BYLAWS OF AAAII
Article 4- Board Of Directors
The Board of Directors shall manage the affairs of the Corporation.
The number of Directors shall be 5. Directors must be residents of the United States of America and members of the Corporation. Each director elected first time shall serve for a term of either 1 year or 2 years, so that every other director’s term shall extend 1 year and the Board will have only 3 vacancies at the completion of the first year.
The executive committee shall prepare a nominating slate and shall present it at the annual meeting. At any meeting at which the election of a director occurs, a voting member in good standing may nominate a person from the floor with the second of any other voting member in good standing.
A person who meets any qualification requirements to be a director and who has been duly nominated may be elected as a director. Directors shall be elected by the vote of the majority of the membership of the Corporation at the annual meeting of the members.

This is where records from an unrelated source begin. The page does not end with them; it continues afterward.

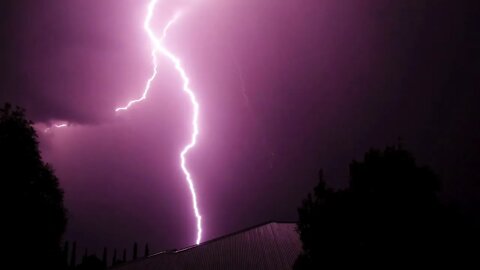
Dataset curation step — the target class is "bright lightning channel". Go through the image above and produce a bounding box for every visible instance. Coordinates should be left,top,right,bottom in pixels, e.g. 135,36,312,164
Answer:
43,123,68,132
115,0,202,245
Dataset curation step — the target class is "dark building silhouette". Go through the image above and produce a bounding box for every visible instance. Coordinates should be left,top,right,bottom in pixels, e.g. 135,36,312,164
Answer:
113,222,302,270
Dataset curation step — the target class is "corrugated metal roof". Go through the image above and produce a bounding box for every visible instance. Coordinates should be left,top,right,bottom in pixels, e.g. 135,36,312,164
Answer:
115,222,302,270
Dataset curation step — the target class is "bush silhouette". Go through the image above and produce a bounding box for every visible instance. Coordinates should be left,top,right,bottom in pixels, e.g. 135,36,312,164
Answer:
294,146,472,269
0,104,67,269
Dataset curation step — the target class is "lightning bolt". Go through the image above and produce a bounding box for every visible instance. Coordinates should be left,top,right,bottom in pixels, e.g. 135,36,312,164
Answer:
43,123,68,132
115,0,202,245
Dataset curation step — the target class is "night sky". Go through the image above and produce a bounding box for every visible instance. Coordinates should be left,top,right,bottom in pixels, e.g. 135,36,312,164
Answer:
0,0,480,255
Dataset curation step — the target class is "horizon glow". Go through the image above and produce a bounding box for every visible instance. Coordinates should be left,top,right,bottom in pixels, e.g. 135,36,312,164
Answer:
115,0,203,245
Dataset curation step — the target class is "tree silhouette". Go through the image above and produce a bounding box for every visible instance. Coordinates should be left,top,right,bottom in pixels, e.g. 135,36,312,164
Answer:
0,104,67,269
294,146,472,269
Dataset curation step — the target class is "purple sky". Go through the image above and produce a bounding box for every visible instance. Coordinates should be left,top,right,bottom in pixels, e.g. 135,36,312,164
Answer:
0,0,480,254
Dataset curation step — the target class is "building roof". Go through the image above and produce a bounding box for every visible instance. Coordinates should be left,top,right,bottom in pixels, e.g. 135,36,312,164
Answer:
115,222,302,270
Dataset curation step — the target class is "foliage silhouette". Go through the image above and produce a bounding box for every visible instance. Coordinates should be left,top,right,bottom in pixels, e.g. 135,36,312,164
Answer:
294,146,474,269
0,104,67,269
76,255,106,270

Any vacancy occurring in the Board of Directors, and any director position to be filled due to any increase in the number of directors, shall be filled by the Board of Directors. A vacancy shall be filled by the a f f irmative vote of majority of the remaining directors, even if it is less than quorum of the Board of Directors, or if is a sole remaining director. A director elected to fill a vacancy shall be elected for the un expired term of the predecessor in office.
The annual meeting of the directors will be held at the annual meeting of the American College of Allergy & Immunology or the American Academy of Allergy and Immunology. The annual meeting of the Board of Directors may be held without notice other than these Bylaws. The annual meeting of the Board of Directors shall be held immediately after, and at the same place as the annual meeting of the members.

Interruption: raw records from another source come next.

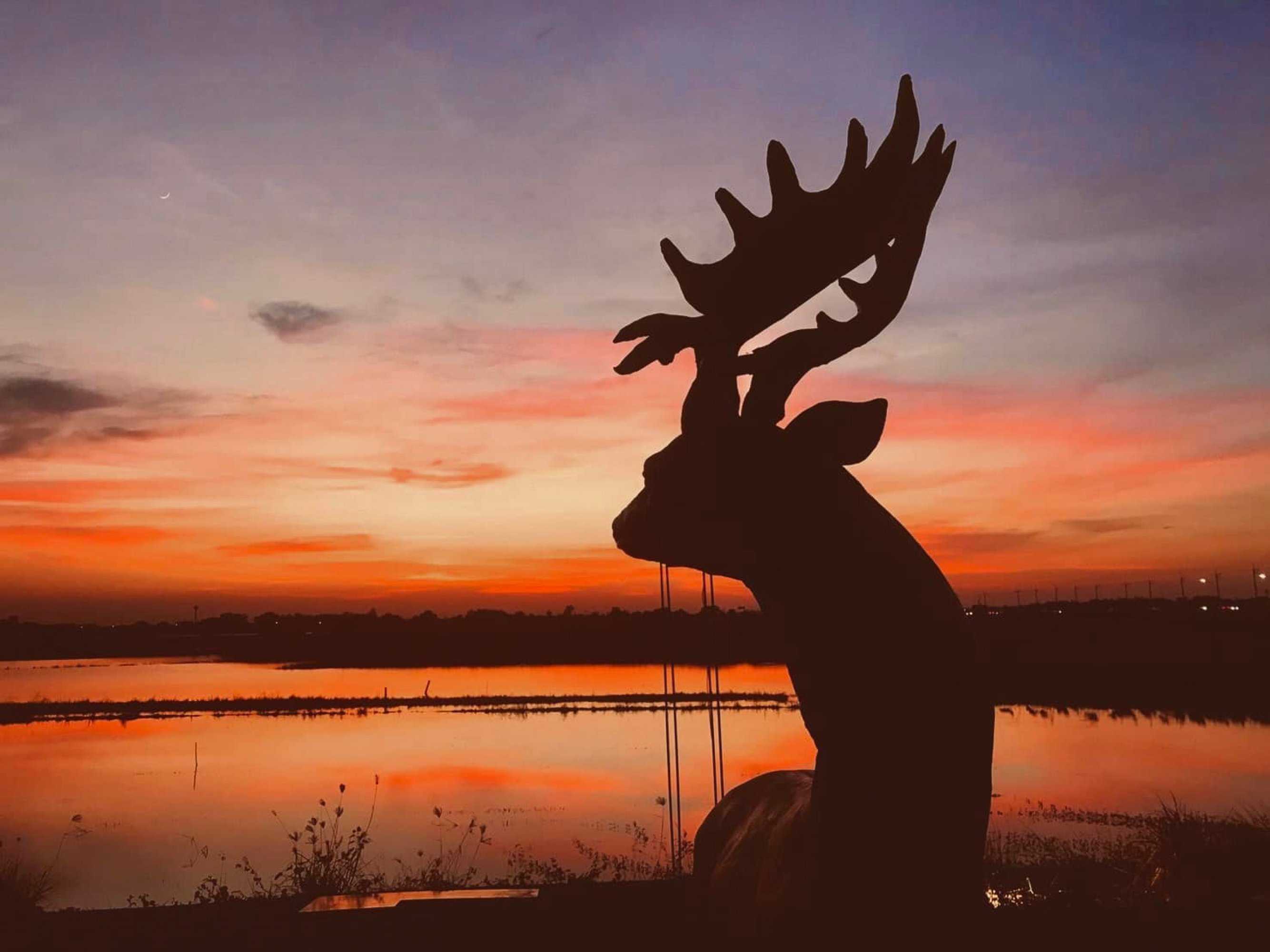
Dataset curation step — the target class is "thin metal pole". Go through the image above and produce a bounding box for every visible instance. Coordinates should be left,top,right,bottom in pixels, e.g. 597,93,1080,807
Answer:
706,665,719,805
671,664,683,873
662,663,679,870
715,665,728,800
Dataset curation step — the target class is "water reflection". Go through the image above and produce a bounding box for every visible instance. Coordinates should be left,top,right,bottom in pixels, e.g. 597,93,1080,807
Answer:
0,664,1270,906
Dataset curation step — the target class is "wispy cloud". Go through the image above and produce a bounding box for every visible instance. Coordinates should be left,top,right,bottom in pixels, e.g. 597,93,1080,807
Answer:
251,301,344,341
217,533,375,556
1058,519,1143,536
0,375,196,457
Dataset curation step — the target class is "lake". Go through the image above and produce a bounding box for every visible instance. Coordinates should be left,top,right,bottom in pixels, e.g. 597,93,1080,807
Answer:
0,659,1270,906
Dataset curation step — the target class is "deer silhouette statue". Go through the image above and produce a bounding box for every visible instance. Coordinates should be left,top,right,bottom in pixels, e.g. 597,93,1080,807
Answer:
614,76,993,934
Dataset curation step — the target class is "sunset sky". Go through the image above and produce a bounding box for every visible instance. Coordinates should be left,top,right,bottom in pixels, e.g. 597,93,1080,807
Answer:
0,1,1270,621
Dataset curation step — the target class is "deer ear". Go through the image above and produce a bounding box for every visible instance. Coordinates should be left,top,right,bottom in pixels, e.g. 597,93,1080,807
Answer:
785,397,886,466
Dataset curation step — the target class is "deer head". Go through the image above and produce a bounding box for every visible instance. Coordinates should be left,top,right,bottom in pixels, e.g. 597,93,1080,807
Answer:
614,76,955,588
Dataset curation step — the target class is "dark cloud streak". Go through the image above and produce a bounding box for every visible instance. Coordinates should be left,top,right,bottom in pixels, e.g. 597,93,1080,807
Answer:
251,301,344,341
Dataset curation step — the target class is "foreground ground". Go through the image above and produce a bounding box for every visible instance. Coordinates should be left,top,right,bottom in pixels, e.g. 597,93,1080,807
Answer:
12,881,1270,952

The Board of Directors may provide for regular meetings by resolution stating the time and place of meetings. The meetings may be held at any location agreeable to majority of the directors and normally shall coincide with the annual meetings of the American College of Allergy & Immunology of the American Academy of Allergy, Asthma & Immunology. No notice of regular meetings of the Board of Directors stating the time and place of the meetings.
Special meetings of the Board of Directors may be called by or at the request of the president or the request of 608 of the directors. A person or persons authorized to call special meetings of the Board of Directors may fix any place within the United States of America as the place for holding a special meeting. The person or persons calling a special meeting shall notify the secretary of the information required to be included in the notice of the meeting. The secretary shall give notice to the directors as required by these Bylaws.

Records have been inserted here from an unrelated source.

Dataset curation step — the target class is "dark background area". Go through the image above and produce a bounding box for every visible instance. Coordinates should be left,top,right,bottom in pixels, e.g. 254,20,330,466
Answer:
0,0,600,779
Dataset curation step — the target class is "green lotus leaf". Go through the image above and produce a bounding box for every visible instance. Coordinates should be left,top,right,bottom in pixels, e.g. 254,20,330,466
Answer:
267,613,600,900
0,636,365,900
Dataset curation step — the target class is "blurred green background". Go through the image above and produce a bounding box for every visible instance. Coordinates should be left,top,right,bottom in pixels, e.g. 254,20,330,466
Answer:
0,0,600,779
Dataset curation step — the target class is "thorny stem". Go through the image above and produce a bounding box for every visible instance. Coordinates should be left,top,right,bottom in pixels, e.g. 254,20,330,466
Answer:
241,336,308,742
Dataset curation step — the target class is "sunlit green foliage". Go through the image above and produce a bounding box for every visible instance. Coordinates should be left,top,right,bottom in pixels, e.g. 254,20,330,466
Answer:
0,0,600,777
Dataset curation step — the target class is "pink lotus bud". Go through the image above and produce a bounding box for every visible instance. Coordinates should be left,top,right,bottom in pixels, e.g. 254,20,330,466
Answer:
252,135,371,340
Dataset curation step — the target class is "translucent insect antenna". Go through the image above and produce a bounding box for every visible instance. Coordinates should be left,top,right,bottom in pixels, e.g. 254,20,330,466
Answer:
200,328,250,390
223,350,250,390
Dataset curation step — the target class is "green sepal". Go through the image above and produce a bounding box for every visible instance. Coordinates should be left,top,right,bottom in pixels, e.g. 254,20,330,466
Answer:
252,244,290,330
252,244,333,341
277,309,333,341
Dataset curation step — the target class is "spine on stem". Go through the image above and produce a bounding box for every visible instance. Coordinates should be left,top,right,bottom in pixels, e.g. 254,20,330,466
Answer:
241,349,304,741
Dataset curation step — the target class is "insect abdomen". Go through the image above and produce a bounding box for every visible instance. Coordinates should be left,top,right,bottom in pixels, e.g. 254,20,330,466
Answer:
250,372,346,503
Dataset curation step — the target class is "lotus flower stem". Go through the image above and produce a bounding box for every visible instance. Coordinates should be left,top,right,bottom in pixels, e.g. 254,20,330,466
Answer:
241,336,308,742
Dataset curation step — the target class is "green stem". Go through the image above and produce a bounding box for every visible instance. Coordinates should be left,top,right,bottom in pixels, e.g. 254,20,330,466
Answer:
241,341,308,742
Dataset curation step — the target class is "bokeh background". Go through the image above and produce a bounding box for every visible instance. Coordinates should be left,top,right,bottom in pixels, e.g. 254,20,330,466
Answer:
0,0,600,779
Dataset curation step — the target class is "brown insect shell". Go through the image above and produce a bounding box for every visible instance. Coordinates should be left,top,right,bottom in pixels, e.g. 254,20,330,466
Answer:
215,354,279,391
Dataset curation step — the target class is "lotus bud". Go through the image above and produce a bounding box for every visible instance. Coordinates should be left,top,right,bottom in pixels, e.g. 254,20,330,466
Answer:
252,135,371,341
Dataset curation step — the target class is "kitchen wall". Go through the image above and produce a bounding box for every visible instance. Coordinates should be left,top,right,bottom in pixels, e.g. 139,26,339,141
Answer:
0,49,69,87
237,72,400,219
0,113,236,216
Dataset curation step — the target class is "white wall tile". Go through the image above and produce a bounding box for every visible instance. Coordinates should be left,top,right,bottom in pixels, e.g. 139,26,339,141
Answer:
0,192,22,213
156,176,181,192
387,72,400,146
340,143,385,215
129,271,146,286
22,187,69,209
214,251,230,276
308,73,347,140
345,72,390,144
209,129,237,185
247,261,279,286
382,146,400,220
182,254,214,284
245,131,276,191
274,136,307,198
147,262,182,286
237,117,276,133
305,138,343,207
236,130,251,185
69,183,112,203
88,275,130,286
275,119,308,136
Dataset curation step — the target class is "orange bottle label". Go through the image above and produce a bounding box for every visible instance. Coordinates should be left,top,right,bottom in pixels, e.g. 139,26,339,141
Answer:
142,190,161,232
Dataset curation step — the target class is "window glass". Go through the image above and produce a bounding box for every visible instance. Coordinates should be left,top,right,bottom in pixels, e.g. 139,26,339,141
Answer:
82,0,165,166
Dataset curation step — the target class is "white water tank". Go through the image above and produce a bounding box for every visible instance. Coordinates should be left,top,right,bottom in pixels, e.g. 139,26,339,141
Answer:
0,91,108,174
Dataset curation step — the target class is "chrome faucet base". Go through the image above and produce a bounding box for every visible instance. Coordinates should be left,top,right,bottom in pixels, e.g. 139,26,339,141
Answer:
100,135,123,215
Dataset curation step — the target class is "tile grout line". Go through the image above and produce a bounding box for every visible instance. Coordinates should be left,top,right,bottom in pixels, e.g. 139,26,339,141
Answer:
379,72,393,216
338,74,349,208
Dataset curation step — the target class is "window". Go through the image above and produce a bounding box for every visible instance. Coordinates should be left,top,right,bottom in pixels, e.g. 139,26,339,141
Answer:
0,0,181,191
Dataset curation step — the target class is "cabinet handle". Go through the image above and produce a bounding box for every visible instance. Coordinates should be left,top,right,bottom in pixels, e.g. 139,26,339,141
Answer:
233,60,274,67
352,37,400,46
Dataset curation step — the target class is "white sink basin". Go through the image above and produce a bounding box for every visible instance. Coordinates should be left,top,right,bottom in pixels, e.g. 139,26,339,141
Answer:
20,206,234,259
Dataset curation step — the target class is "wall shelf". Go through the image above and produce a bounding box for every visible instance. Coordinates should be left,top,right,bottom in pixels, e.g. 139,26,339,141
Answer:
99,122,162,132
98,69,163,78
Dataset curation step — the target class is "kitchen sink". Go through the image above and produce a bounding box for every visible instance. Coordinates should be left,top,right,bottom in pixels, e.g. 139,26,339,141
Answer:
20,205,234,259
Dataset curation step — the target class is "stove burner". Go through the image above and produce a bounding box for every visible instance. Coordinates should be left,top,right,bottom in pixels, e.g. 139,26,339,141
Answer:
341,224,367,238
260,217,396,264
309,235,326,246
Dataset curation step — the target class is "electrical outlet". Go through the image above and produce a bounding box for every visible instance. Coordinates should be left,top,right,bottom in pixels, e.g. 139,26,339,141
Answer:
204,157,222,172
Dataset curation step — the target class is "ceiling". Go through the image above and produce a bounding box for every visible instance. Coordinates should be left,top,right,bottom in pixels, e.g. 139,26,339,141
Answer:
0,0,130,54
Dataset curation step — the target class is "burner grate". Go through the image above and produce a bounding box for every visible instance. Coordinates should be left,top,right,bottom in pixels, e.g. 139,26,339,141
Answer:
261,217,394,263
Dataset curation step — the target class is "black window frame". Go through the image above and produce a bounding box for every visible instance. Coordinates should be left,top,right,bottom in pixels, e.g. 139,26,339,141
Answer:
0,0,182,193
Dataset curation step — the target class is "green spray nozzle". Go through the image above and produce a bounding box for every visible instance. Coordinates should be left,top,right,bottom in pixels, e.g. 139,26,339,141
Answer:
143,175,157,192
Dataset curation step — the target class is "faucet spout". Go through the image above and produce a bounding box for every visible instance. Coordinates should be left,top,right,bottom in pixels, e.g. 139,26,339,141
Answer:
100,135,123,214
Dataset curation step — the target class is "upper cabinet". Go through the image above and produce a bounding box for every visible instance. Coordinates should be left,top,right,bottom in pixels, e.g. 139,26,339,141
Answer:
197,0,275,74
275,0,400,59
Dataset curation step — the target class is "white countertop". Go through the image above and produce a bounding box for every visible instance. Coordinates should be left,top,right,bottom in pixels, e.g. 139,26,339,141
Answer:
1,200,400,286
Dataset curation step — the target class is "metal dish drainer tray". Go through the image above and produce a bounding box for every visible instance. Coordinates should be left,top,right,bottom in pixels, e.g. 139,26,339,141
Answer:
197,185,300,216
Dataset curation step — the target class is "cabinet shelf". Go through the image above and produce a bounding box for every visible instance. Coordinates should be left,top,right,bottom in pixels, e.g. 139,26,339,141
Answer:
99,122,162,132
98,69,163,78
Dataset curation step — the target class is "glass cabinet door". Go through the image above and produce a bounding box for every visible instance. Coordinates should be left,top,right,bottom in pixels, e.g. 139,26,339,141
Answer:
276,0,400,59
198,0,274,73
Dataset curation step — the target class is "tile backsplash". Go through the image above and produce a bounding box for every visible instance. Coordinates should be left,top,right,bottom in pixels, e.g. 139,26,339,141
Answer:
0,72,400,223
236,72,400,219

Written or printed notice of any special meeting of the Board of Directors shall be delivered to each director not less than 15 days before the date of the meeting. The notice shall state the place, day and time of the meeting, the name of the person who called the meeting, and the purpose or purposes for which the meeting is called.
A majority of the number of directors then in office shall constitute a quorum for the transaction of business at any meeting of the Board of Directors. The directors present at a duly called or held meeting at which a quorum is present may continue to transact business even if enough directors leave the meeting so that less than a quorum remains. However, no action may be approved without the vote of at least a majority of the number of directors required to constitute a quorum. If a quorum is present at no time during a meeting, a majority of the directors present may adjourn and reconvene the meeting one time without further notice.
Directors shall exercise ordinary business judgment in managing the affairs of the Corporation. Directors shall act as fiduciaries with respect to the interests of the members. In acting in their official capacity as directors of the Corporation, directors shall act in good faith and take actions they reasonably believe to be in the best interest of the Corporation and that are not unlawful. In all other instances, the Board of Directors shall not take any action that they reasonably believe would be opposed to the Corporation’s best interests or would be unlawful. A director acts in good faith relying on written financial statements and legal opinions provided by the accountant or attorney retained by the Corporation.
The Board of Directors shall attempt to act by consensus. However, the vote of a majority of directors present and voting at a meeting at which a quorum is present shall be sufficient to constitute the act of the Board of Directors unless the act of a greater number is required by law or the Bylaws. A director who presents at a meeting and obtains from a vote is not considered to be present and voting for the purpose of determining the decision of the Board of Directors.
A director may vote by proxy.
Directors shall not receive salaries for their services. The Board of Directors may adopt a resolution providing for payment to directors of a fixed sum and expense for attendance at each meeting of the Board of Directors. A director may serve the Corporation in any other capacity and receive compensation for those services. Any compensation that the Corporation pays to a director shall be commensurate with the services performed and reasonable in amount.
The members may vote to remove a director at any time, only for good cause. A meeting to consider the removal of director may be called and noticed following the procedures set forth in the Bylaws. The notice of the meeting shall state that the issue of possible removal of the director will be on the agenda. The director shall have the right to present evidence at the meeting as to why he or she should not be removed, and the director shall have the right to be represented by the attorney at and before the meeting. At the meeting, the Corporation shall consider possible arrangements for resolving the problems that are in the mutual interest of the Corporation and the director. A director may be removed by the affirmative vote of a majority of the members.